| |
| |
| |
Nieuwe Gids-correspondentie.
(Vervolg van blz. 176.)
Amsterdam, 9 Febr. 1890. J.v.d. Heijdenstraat 259
Amice,
Mij is door de Redactie van De Nieuwe Gids een commissie opgedragen, die ik met evenveel genoegen als hoop vervul.
Ge herinnert u, dat wij u, ongeveer anderhalf jaar geleden, het redacteurschap hebben aangeboden. Gij meendet toen te moeten weigeren op gronden, door u uiteengezet, en die wij hadden te respecteeren. Thans echter zijn de omstandigheden, waarin gij toen waart, veranderd, naar wij vernemen; en bovendien hebt gij reeds aan onzen collega v.d. Goes een officieuse toezegging van vernieuwde medewerking gedaan. Dit alles maakt ons stoutmoedig en hoopvol genoeg om het nog eens te wagen, en u andermaal te verzoeken onze collega te worden. Want wij hebben u noodig.
Zie, men kan thans veilig beweren, dat de N.G. een gevestigd tijdschrift is. Wij hebben 500 à 600 abonné's en werken niet langer met verlies. Ja, zelfs als het tijdschrift heel goed beheerd werd, zouden wij, geloof ik, een aardig batig slot kunnen krijgen. Maar ons ontbreekt iets.
De N.G. staat op het oogenblik op een springplank, maar durft niet. Wij hebben nu ons publiek, en dat is ons trouw, maar wij moeten verder, als wij niet op een dood punt willen blijven. Wij moeten er ‘in komen’ en dat kan alleen als we een algemeen tijdschrift worden, dat in alle sociale, politieke, wetenschappelijke en artistieke kwesties, die aan de orde zijn, den toon weet aan te geven. Maar dat kunnen wij met onze tegenwoordige redactie, vrees ik, niet bereiken. Wij zijn te laksch, te onpraktisch, te veel in onze eigen werk of zaken bevangen. Om die reden is een uitbreiding van onze redactie zeer gewenscht, en die wenschelijk- | |
| |
heid wordt door ons drieën zeer sterk gevoeld. En zoo komen wij alweder, evenals vroeger, het eerst tot u. Gij zijt een man van ervaring en van studie, die bovendien goed schrijft. Wij zien in u den man, die ons ontbreekt. Nu moet ge niet schrikken, amice, en denken, met uwe bekende bescheidenheid, dat wij te veel van u verwachten, en dat gij ons teleur zoudt moeten stellen. Wij verwachten niet anders, dan behalve uwe zoo gewenschte en zoo lang gemiste medewerking dan dat er een frissche geest in de redactie kome en een krachtig advies in alles wat de zaken betreft.
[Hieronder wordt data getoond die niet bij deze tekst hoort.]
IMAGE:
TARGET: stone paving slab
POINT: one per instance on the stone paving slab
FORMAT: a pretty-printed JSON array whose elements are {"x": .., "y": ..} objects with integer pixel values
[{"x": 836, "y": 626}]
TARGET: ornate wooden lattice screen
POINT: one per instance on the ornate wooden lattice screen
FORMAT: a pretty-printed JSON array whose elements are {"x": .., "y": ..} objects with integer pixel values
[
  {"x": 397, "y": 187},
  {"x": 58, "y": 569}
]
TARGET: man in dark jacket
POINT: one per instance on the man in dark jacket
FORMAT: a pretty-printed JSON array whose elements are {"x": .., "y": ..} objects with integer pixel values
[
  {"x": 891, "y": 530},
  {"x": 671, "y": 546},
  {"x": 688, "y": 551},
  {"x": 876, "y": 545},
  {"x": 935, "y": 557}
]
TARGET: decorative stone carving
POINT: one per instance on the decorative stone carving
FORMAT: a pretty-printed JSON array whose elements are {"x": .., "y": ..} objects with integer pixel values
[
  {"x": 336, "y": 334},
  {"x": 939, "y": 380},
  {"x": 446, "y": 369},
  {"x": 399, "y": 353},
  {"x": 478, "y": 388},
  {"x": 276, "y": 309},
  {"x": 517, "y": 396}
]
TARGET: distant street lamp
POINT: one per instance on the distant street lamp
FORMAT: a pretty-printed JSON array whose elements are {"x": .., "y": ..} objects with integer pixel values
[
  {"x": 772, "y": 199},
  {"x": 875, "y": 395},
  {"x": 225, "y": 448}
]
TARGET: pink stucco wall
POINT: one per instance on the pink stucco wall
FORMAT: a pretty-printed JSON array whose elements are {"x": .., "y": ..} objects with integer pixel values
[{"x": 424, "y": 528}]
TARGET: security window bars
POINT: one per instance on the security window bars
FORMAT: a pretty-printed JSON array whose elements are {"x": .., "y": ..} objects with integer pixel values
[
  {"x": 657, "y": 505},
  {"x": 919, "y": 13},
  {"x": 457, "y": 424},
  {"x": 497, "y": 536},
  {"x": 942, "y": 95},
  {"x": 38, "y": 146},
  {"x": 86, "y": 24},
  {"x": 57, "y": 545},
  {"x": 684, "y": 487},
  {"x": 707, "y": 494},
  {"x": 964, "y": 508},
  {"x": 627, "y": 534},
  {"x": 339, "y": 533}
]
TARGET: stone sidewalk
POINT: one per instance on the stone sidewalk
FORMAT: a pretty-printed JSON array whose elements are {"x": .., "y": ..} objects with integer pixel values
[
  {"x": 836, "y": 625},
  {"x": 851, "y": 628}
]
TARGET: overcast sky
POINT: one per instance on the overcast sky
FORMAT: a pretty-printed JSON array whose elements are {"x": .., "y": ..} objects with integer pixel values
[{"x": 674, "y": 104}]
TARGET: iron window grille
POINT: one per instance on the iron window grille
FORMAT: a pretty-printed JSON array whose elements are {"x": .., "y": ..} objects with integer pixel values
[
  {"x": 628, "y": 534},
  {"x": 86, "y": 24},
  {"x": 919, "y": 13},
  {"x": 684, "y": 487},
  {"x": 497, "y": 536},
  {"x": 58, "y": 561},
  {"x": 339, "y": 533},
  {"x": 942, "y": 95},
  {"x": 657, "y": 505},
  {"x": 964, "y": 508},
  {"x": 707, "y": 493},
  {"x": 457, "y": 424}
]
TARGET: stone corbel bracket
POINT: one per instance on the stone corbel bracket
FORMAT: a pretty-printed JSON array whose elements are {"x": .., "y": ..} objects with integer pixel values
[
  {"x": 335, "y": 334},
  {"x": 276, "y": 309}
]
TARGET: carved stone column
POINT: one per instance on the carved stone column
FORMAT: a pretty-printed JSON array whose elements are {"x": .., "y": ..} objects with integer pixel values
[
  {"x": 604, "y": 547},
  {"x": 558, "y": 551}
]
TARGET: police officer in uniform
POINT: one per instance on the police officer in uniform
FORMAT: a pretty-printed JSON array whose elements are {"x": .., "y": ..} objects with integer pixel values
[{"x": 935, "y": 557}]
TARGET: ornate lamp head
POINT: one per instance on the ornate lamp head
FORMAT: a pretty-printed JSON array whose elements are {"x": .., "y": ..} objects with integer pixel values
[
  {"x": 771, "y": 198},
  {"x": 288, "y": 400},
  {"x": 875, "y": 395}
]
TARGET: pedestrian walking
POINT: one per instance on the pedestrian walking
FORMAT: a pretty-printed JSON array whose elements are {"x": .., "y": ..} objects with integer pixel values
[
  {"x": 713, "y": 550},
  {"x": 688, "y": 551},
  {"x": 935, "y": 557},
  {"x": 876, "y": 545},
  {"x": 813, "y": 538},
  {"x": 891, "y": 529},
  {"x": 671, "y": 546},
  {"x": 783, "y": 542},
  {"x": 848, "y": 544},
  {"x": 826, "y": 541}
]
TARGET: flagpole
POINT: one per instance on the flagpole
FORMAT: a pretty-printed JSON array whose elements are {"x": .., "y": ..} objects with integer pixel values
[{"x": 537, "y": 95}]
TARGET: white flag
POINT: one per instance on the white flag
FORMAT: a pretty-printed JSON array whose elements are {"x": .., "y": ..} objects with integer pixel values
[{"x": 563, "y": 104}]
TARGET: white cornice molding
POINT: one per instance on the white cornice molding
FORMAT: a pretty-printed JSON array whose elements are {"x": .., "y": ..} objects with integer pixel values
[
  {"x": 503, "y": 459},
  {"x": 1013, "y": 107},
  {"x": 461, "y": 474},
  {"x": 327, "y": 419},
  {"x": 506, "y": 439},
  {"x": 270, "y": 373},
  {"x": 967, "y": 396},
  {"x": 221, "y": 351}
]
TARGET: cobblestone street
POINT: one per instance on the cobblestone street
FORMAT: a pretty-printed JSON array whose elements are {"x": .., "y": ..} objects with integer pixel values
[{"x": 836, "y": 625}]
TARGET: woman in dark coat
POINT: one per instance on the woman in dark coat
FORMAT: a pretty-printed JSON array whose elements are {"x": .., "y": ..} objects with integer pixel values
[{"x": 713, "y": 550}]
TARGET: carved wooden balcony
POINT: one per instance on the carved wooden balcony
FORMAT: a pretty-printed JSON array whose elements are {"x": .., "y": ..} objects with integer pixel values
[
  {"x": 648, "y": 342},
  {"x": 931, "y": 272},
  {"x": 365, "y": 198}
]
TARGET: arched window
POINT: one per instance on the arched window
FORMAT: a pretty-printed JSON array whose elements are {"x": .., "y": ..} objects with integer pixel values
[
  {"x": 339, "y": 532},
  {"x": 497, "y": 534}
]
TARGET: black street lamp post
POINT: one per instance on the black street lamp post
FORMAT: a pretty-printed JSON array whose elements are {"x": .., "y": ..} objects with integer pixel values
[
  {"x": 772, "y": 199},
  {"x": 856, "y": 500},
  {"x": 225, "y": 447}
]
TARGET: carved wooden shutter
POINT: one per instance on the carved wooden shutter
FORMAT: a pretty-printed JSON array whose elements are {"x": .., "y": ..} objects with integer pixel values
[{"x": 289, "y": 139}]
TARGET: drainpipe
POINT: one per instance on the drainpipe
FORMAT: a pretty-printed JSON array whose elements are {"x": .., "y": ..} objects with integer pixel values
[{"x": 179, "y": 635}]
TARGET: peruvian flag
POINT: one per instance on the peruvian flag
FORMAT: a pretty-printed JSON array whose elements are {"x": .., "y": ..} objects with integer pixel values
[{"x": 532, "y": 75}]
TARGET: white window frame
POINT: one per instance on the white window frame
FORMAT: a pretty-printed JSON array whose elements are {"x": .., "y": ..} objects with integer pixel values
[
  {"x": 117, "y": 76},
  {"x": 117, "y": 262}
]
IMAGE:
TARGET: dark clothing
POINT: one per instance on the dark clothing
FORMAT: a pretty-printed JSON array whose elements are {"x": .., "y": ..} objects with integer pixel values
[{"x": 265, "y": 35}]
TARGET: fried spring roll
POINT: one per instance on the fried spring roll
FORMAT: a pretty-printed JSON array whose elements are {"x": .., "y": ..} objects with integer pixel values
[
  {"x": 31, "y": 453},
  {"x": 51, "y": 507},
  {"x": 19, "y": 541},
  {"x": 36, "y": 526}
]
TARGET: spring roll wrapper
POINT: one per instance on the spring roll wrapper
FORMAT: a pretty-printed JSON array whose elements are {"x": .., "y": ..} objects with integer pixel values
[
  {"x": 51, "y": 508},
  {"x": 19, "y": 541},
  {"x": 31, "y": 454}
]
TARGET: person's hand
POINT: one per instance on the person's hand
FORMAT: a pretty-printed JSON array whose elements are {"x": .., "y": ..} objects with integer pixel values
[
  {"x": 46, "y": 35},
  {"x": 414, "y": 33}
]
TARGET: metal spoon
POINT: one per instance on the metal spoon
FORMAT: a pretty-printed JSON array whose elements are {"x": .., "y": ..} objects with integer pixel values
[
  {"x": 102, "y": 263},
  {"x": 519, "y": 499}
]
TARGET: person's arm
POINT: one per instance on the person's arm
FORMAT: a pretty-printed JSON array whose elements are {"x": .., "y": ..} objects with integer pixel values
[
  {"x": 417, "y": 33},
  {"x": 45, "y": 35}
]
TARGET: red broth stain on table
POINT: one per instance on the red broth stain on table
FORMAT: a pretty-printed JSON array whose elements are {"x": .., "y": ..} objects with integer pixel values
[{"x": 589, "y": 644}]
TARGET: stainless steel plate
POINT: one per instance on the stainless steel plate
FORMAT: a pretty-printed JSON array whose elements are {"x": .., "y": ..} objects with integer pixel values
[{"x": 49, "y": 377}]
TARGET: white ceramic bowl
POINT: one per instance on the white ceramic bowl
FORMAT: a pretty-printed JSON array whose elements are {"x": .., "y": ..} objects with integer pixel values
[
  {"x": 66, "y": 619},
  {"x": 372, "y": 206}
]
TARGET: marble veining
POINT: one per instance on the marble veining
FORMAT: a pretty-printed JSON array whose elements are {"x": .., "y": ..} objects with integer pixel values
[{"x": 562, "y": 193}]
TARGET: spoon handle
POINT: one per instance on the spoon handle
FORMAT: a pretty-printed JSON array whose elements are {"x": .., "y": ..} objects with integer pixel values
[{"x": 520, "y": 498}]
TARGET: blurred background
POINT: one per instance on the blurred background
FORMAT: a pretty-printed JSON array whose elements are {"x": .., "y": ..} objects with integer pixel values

Zooals gij weet, is de heer Verwey reeds sinds geruimen tijd feitelijk uit de redactie getreden, ofschoon zijn naam met opzet nog op de aflevering prijkt. Wij zouden, indien gij ons voorstel aanvaardt, dus weer met ons vieren zijn.
Wij kunnen natuurlijk, als ge 't verlangt, heel goed over deze zaak eens vergaderen, hetzij te mijnent, hetzij te uwent. Ik schreef dit maar per brief, omdat ik zoo beter dan in de conversatie een vasten grondslag kon geven, hoe wij deze kwestie inzien.
Met vriendschappelijke groeten van Goes, van Eeden en mij.
t.t
WILLEM KLOOS.
Den Heer P.L. Tak.
| |
Amsterdam, 8 Februari 1890. 2e Parkstraat 123.
Weledelgeb. Heer,
Dank voor uwe bemoeiingen in zake den heer Bolland. Of het stuk plaatsbaar is, kan ik u moeilijk zeggen, daar het eerst in rondlezing bij onze redactie moet komen. Verder moet ik, tot mijn spijt, bedanken voor uw vriendelijk aanbod, om de correctie op u te nemen, daar ik, als verantwoordelijk redacteur, gewoon ben dit zelf te doen, als de schrijvers geen proef kunnen of willen ontvangen.
Hoogachtend,
Uw dw.
WILLEM KLOOS
Den Heer Jacob de Haas Jr.
| |
| |
| |
Amsterdam, 12 Februari 1890. Jan v.d. Heydenstraat 259.
Amice,
Hoe staat het toch met het stuk dat Derkinderen en gij gezamenlijk zoudt vervaardigen? Wij mochten ons niet al te zeer in uwe medewerking verheugen in den laatsten tijd.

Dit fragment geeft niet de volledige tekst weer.